Muchos
creen que la deposición del presidente Maduro es la solución a la profunda
crisis que adolece esta aporreada nación. Podría ser en parte, dada la tozudez
del equipo de gobierno en materia económica. No obstante, no es ésa la
verdadera salida.
La
crisis venezolana no es circunstancial. Tristemente debemos asumir que es
endémica. Se debe a una concepción errónea de lo que debe ser el Estado, de sus
fines y de su relación con el pueblo. Así mismo, hay una idea equívoca de lo
que debe ser un gobierno.

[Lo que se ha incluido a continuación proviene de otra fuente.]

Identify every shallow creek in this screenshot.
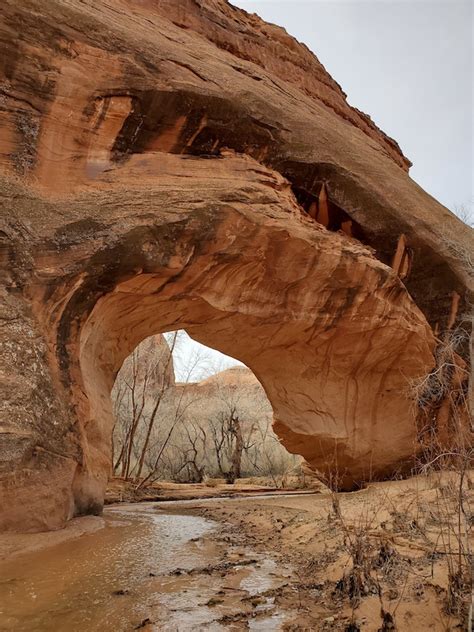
[0,503,291,632]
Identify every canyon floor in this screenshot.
[0,473,474,632]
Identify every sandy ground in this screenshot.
[105,476,318,505]
[170,475,474,632]
[0,472,474,632]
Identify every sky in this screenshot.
[172,0,474,374]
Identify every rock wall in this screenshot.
[0,0,473,530]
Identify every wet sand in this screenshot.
[0,477,473,632]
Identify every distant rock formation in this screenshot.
[0,0,474,530]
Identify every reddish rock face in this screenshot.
[0,0,473,530]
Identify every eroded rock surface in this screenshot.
[0,0,473,530]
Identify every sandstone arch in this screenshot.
[0,0,472,529]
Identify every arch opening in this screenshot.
[109,330,303,498]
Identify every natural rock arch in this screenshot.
[0,0,472,529]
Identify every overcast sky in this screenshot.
[177,0,474,371]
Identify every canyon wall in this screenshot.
[0,0,473,530]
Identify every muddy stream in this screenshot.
[0,501,291,632]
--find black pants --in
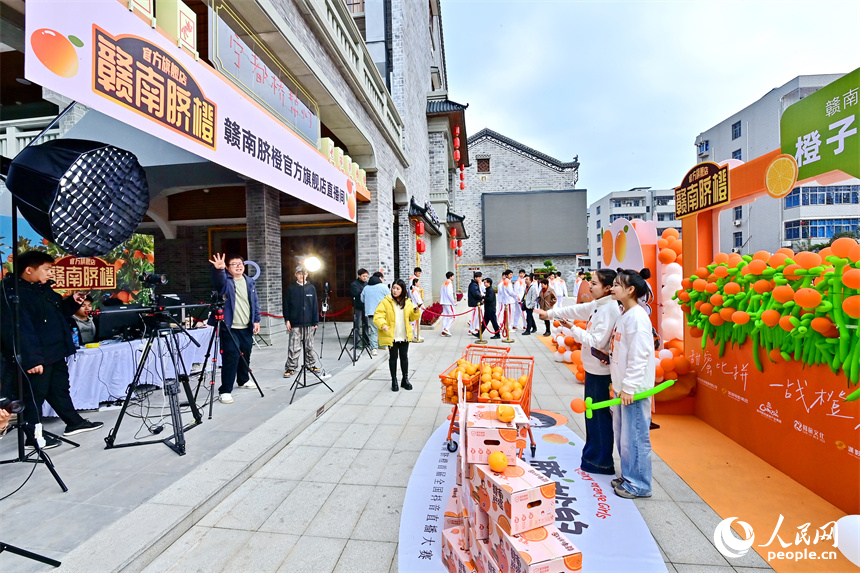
[18,360,84,428]
[352,309,369,346]
[218,325,254,394]
[481,308,501,335]
[388,340,409,381]
[526,308,537,332]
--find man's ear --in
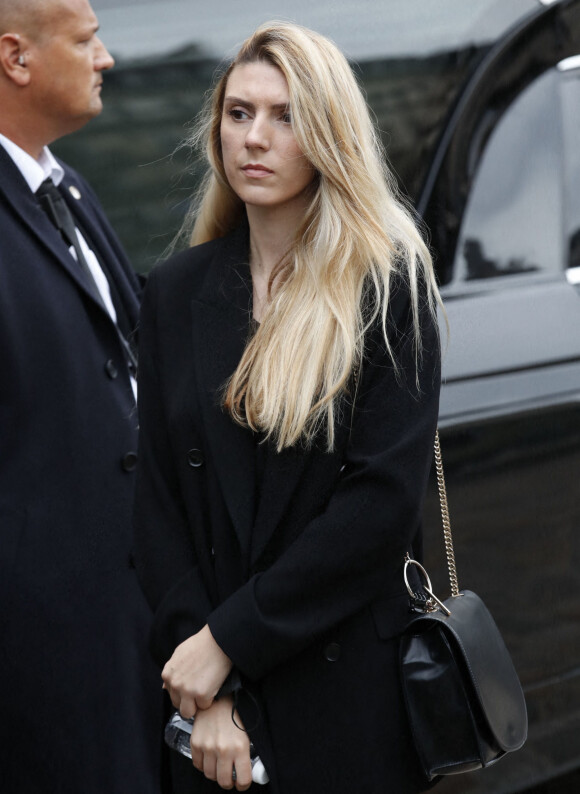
[0,33,30,86]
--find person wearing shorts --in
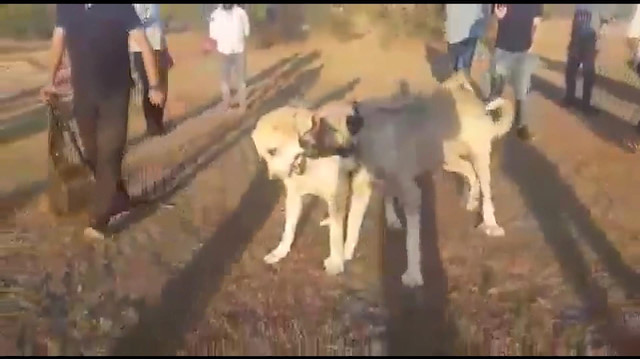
[129,4,171,136]
[445,4,490,78]
[209,4,249,112]
[487,3,542,141]
[563,4,613,115]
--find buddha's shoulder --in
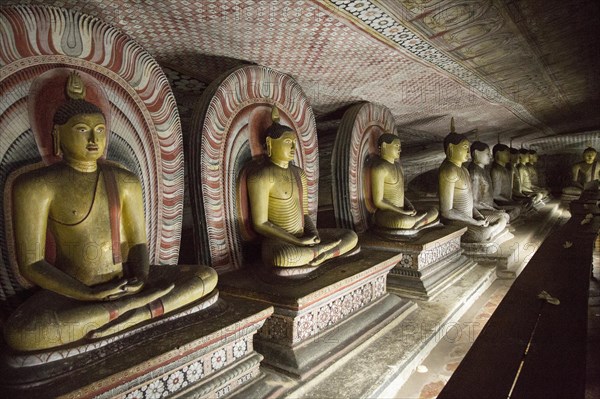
[439,159,467,176]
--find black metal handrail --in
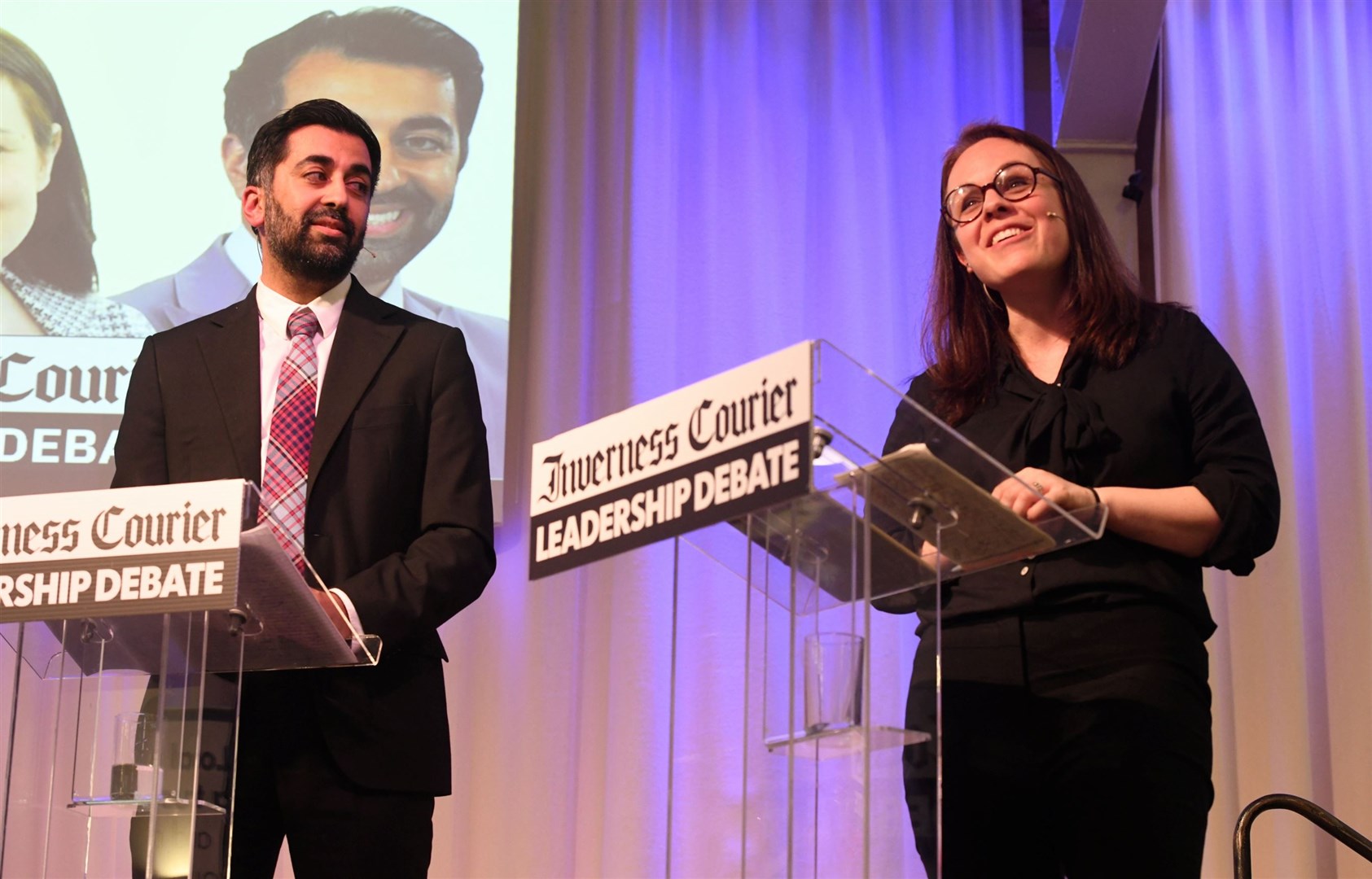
[1234,794,1372,879]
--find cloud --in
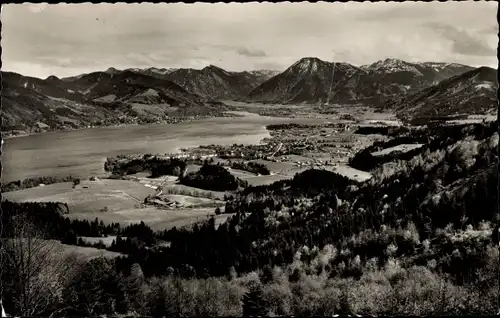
[425,23,497,56]
[236,47,267,57]
[28,3,48,13]
[2,1,498,77]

El venezolano se ha ido habituando a un Estado
todopoderoso y benefactor, cuya inviabilidad quedó patentada mucho antes de la
llegada de la revolución al poder.
Si
en verdad deseamos salir airosos de esta crisis (que es la misma que venimos sufriendo
espasmódicamente), necesitamos cambiar nosotros primero y desde esa modesta metamorfosis
íntima, alcanzar los cambios necesarios para encausarnos hacia el desarrollo y
el progreso. La transformación no viene del Estado – o una élite – hacia abajo,
sino todo lo contrario. Surge de la gente común y corriente que termina
reflejándose en el liderazgo.
Somos una sociedad majadera e inmadura. Esperamos del Estado lo que como ciudadanos debemos hacer. Tenemos que responsabilizarnos por nosotros mismos. Solo así el Estado dejará de ser lo que hasta hoy ha sido y evolucionará hacia algo mejor, más eficiente y serio, que no solucione los problemas de la gente, que son de cada uno y de cada uno depende solucionarlos, sino que fomente los procesos y mecanismos para que las personas se desarrollen de acuerdo a sus intereses y capacidades. Dicho de una forma simple: Si no quiere calles sucias, ¡no las ensucie!